窓口で寄付の品を預かる様子(太子町社協)

 そして、今年度、地域での支えあい活動を社会福祉法人・施設が率先して進めていくことを目的に「ほっとかへんネット」の設立を呼びかけ、地域の高齢・障害・保育などの法人が一体となり、各法人の専門性を活かした住民向け相談会を計画しています。町社協に寄せられる相談は経済的な問題だけでなく、就労や子育てなど幅広く複合的な問題もあります。社会福祉法人が中心となった地域づくりの取り組みにより、多様な主体が参画し、連携することで、問題を解決に結び付ける資源を手厚くし、町民からの善意を広げていきながら、まずはできることから着実に取り組みを進めようとしています。

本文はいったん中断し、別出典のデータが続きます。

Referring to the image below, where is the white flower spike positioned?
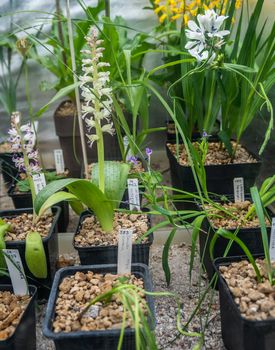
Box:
[185,10,230,63]
[80,27,114,147]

地域での包括的な支援体制づくりと地域力のアップにつなげる

 2つの事例から、複雑・多様化する今日の生活課題は、社協だけで取り組めるものではなく、多職種・他機関とのネットワークによる支援が大切ということがわかります。また、市社協の事例のように、一般企業などさまざまな機関と連携することで、地域のセーフティネットの充実、ひいては包括的な支援体制づくりにもつながります。
 紹介した事例だけでなく、県内社協では、丁寧な相談支援に取り組むとともに、相談から見えてきた課題を地域の課題として共有し、関係機関とともに解決に向けて取り組んでいます。これは、相談者が抱えている問題を深刻化させないこと、そして問題が発生するのを防ぐための取り組みにつながり、地域力アップにつながります(図表3参照)。

【図表3】地域力アップにつなげる仕組み

 本事業では「ほっとかへんネット」との連携を前面に打ち出しています。社会福祉法人・施設は、「ほっとかへんネット」の取り組みを通じ、これまで県内社協と連携してきました。生活困窮課題への取り組みは、両者のさらなる連携・協働が必要不可欠であることから、担当職員を配置し「ほっとかへんネットワーカー」としました。
 今後も、本事業の推進に向けて、県内社協職員との情報交換の場づくり、相談支援のスキルアップの研修のほか、県内の実践事例の収集・発信、経営協をはじめとした関係機関との連携による生活困窮者支援の強化に取り組んでいきます。